The purpose of these intrusive surveys was to identify any discrete ferrous objects and to ensure the ground was clear of UXO before construction began.

Two intrusive survey methods were utilised to complete the works in the most efficient manner possible:

The BXP intrusive survey method:

Intrusive surveys are normally undertaken using magnetometers.  These are either pushed into the ground using hydraulic rams; at Igne this survey method is called BXP.

The TFG intrusive survey method:

Alternatively, magnetometers are lowered into non-ferrous tubes inserted into boreholes formed using a rotary drill or other hole forming method.  This method is called TFG at Igne.

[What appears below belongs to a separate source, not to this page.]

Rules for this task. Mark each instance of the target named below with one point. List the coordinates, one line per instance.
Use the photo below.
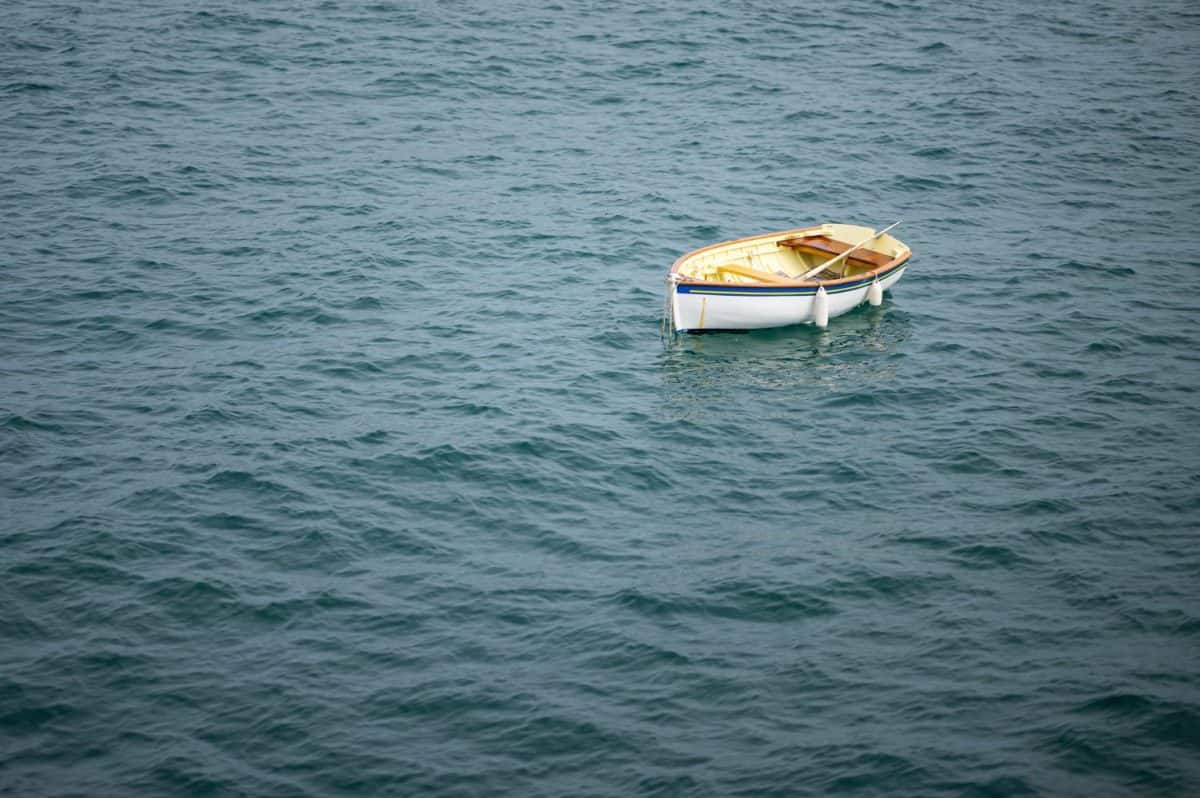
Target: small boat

The data collected each day was processed within 24 hours, and interim clearance drawings were issued to the client daily to support their project planning.

Most masses that were modelled from the survey data collected were able to be discounted as items of potential UXO (pUXO) through additional surveys - or via the identification of geological/artificial trends across the site.

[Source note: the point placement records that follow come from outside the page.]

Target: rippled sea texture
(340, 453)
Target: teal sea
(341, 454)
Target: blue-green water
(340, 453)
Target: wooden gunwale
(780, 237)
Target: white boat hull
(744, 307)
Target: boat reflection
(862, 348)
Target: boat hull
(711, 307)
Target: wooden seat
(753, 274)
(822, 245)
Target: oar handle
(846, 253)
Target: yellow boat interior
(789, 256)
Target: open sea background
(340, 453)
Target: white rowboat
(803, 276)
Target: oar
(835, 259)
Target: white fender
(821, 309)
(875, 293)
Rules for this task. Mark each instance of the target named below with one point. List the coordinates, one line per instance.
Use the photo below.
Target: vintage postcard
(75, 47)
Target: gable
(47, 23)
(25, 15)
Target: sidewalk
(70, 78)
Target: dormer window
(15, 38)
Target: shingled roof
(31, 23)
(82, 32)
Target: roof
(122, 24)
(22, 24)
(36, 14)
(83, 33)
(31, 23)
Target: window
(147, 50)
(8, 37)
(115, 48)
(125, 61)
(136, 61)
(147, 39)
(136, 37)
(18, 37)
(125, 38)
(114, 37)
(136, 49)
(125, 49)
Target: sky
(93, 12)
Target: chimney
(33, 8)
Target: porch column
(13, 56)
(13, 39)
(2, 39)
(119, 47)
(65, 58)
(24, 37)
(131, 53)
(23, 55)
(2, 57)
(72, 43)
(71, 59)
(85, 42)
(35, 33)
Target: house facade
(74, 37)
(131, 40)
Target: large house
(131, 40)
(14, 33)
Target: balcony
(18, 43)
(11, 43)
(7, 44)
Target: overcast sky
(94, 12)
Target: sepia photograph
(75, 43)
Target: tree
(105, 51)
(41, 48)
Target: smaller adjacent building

However, one mass modelling 50kg at a 5m depth matched the criteria of an item of UXO.

Is it a bomb?

Igne carried out an additional three surveys at this location to triangulate the item's position.  These surveys confirmed the presence of a discrete ferrous item - a potential bomb.

Igne geo experts calculated the exact position of the object and its location was excavated to 5m under the supervision of Igne's explosive ordnance disposal (EOD) engineers.

After the removal of the item and its safe disposal, the site was handed back to the construction client cleared of UXO and ready for the piling works to commence.

Final clearance documentation was provided to the client.

People also ask:

What is UXO clearance?

The clearance of unexploded ordnance, or UXO, refers to the safe removal or destruction in situ of explosive remnants of war. These may be bombs, munitions, improvised explosive devices or simply bullets or grenades. The clearance method will depend on many factors such as the item, its location and stability or otherwise.

What are buried bombs called?

The catch all term unexploded ordnance or UXO applies to any explosive item whether it is buried or not. The acronym UXB may also be used specifically for unexploded bombs that may be buried.

What does UXO stand for?

UXO stands for unexploded ordnance and refers to any item - be it a bomb, a bullet, a grenade or a mine.

Does my site need a UXO clearance survey?

According to CIRIA 681, which details the risk management process for constructors when considering unexploded ordnance, to demonstrate adherence to CDM Regulations 2015, the Health & Safety at Work Act and your duty of care responsibilities, you should have at least a desktop risk assessment conducted. 

This is the first stage of a UXO clearance survey.  Depending on the risk level identified by your desktop survey, you may then need further UXO clearance surveys such as a non-intrusive or intrusive survey.